Knopp first encountered the Missouri as a tourist and became acquainted with it through literary and historical documents, as well as stories told by longtime residents. Her journey includes stops at Fort Bellefontaine, where Lewis and Clark first slept on their sojourn to the Pacific; Little Dixie, Missouri’s slaveholding, hemp-growing region, as revealed through the life of Jesse James’s mother; Fort Randall Dam and Lake Francis Case, the construction of which destroyed White Swan on the Yankton Sioux Reservation; and places that produced unique musical responses to the river, including Native American courting flutes, indie rock, Missouri River valley fiddling, Prohibition-era jazz jam sessions, and German folk music.

Knopp’s relationship with the Platte is marked by intentionality: she settled nearby and chose to develop deep and lasting connections over twenty years’ residence. On this adventure, she ponders the half-million sandhill cranes that pass through Nebraska each spring, the ancient varieties of Pawnee corn growing at the Great Platte River Road Archway Monument, a never-broken tract of tallgrass prairie, the sugar beet industry, and the changes in the river brought about by the demands of irrigation.

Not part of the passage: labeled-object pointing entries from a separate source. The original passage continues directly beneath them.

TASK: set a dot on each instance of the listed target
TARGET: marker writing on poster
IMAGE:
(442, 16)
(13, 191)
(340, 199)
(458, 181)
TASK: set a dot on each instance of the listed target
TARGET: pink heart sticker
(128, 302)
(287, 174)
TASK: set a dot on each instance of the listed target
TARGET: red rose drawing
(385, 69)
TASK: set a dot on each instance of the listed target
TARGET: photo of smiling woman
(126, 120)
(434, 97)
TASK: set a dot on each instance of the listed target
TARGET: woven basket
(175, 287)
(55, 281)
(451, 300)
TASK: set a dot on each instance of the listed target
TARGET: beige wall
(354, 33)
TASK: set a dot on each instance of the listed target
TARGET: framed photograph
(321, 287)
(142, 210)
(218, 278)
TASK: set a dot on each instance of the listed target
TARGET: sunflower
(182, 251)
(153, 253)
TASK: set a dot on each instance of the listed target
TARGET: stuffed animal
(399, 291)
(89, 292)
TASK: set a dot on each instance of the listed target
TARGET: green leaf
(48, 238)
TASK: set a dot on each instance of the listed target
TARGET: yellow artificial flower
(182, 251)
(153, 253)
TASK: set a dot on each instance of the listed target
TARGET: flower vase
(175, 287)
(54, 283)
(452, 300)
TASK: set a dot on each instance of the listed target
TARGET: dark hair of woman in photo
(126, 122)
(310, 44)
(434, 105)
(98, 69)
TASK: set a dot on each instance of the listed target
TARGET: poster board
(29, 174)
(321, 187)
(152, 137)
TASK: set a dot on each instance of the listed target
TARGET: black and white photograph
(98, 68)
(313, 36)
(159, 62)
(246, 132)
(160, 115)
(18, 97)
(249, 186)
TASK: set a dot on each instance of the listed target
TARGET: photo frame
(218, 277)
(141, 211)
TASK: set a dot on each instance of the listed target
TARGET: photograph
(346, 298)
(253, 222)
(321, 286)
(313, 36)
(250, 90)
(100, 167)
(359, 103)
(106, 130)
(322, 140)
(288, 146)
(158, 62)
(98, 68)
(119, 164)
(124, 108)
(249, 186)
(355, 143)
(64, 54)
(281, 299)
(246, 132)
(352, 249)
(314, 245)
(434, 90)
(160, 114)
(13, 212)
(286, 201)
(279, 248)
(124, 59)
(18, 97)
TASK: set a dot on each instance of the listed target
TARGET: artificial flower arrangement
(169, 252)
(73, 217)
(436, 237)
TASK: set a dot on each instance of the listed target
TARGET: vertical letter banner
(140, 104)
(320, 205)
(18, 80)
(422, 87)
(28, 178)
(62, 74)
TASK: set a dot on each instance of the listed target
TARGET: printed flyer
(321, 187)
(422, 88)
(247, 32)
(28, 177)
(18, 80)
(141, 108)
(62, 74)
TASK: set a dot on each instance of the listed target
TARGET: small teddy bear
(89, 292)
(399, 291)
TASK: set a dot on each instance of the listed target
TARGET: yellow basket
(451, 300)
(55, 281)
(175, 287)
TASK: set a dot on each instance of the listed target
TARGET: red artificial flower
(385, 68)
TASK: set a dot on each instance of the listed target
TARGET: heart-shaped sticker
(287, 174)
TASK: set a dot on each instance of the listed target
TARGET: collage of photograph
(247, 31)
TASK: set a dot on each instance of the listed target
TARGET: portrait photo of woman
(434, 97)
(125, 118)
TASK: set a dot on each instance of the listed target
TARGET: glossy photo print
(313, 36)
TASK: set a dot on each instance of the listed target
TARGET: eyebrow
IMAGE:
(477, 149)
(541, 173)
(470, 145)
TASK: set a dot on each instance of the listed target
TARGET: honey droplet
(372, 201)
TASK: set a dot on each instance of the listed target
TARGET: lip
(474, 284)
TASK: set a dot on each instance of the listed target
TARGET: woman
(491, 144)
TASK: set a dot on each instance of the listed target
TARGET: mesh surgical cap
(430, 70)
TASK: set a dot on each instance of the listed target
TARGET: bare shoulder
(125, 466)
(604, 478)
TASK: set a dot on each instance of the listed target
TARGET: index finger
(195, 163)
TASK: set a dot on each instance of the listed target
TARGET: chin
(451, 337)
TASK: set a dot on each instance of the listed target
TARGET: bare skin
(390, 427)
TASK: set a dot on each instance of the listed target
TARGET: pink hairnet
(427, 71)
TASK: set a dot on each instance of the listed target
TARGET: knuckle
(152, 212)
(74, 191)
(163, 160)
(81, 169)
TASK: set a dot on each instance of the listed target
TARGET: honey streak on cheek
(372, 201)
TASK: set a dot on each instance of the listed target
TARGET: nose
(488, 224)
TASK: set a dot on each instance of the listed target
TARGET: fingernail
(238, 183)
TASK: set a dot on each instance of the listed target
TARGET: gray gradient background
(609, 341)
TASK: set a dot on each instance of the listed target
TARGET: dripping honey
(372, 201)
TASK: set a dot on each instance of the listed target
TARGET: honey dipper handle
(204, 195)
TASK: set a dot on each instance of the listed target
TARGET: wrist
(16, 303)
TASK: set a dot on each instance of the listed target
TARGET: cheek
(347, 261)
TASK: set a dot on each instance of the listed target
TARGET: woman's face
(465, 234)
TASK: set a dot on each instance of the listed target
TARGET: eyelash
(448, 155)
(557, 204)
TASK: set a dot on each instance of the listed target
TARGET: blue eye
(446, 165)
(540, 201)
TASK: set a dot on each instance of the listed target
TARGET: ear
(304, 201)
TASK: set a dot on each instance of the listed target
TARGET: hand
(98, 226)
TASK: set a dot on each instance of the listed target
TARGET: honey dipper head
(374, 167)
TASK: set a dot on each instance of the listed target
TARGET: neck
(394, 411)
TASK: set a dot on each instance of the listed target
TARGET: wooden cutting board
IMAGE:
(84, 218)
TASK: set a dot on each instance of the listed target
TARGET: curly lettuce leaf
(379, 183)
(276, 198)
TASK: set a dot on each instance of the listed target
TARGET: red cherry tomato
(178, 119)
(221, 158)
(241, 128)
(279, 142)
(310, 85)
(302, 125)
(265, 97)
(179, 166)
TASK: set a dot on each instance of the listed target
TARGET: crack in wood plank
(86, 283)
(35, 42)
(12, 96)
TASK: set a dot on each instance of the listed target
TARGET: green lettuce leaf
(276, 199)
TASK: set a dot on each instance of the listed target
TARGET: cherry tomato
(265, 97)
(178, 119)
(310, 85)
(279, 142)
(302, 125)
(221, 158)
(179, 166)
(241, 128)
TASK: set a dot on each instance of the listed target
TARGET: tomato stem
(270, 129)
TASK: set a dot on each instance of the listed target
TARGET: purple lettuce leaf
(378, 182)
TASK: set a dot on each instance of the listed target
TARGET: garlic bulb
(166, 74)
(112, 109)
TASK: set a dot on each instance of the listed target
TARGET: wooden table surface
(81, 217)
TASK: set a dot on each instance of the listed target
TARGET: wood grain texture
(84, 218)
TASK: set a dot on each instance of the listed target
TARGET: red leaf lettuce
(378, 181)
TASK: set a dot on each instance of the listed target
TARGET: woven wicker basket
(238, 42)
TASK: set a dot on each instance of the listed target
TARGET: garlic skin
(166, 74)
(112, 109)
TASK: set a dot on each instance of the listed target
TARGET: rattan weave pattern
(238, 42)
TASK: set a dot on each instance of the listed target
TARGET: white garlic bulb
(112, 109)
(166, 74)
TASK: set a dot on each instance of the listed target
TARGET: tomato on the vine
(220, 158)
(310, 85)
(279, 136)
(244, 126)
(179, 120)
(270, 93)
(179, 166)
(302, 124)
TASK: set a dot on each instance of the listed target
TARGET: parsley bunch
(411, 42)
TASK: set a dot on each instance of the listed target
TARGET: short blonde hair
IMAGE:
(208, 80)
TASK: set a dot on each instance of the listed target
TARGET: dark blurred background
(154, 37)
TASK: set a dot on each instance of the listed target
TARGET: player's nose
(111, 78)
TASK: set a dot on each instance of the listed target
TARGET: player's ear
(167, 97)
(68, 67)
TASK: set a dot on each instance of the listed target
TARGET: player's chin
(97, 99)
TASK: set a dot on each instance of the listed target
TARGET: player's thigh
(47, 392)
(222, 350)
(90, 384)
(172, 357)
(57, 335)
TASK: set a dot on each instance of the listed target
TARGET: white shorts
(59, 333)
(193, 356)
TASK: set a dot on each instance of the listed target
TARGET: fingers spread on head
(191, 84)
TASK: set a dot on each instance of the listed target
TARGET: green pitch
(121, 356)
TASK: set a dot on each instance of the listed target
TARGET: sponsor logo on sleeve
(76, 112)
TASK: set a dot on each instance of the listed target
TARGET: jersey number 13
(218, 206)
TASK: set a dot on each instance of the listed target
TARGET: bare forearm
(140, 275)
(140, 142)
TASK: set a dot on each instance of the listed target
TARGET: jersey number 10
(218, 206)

In the final essay, Knopp undertakes the science of river meanders, consecutive loops of water moving in opposite directions, which form around obstacles but also develop in the absence of them. What initiates the turning that results in a meander remains a mystery. Such is the subtle and interior process of knowing and loving a place. What the River Carries asks readers to consider their own relationships with landscape and how one can most meaningfully and responsibly dwell on the earth’s surface.